Workhorse LLMs: Why Open Source Models Dominate Closed Source for Batch Tasks

Sutro Team

Jun 6, 2025

As LLMs become more prolific, we’ve noticed that teams still reach for closed sourced models like GPT, Claude, and Gemini for nearly every task. While this may have been the right call a year ago, teams today are unknowingly missing out on huge cost savings and performance gains by not considering open source alternatives.

It is true that at the frontier of intelligence, the most powerful closed source LLMs dominate their open source counterparts. However, many common tasks for LLMs don’t require PhD level reasoning. Instead, they require a workhorse LLM: something that’s reliable for low-to-medium difficulty tasks – things like classification, summarization, and data extraction.

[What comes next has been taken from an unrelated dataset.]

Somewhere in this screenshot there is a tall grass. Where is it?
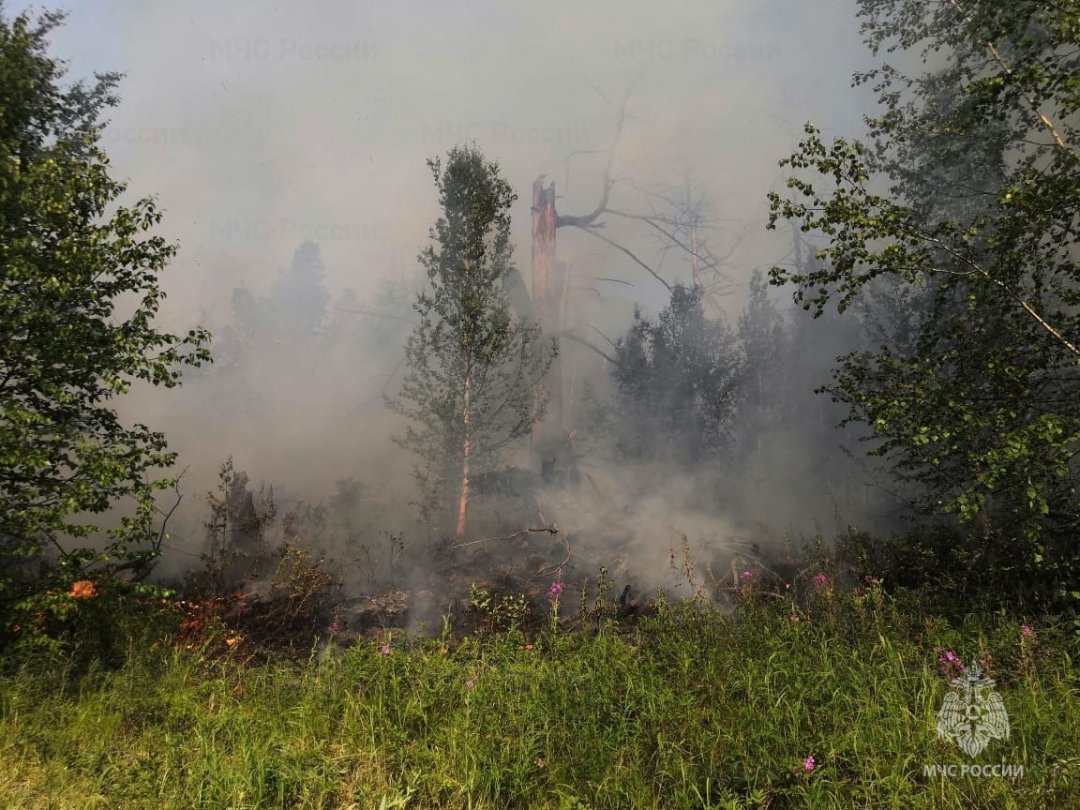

Not only are there suitable replacements for closed source workhorses like GPT-4o-mini, but the equivalent replacements are often less expensive and more intelligent. When latency isn’t an issue, open source models have an even larger edge for cost savings if running jobs in bulk through a batch inference provider like Sutro.

In this guide, we compare the performance and cost of workhorse models. After the analysis, we provide a handy conversion chart that helps you pick the best open source replacement for the closed source models you may have used along with the cost savings you should expect by making the switch.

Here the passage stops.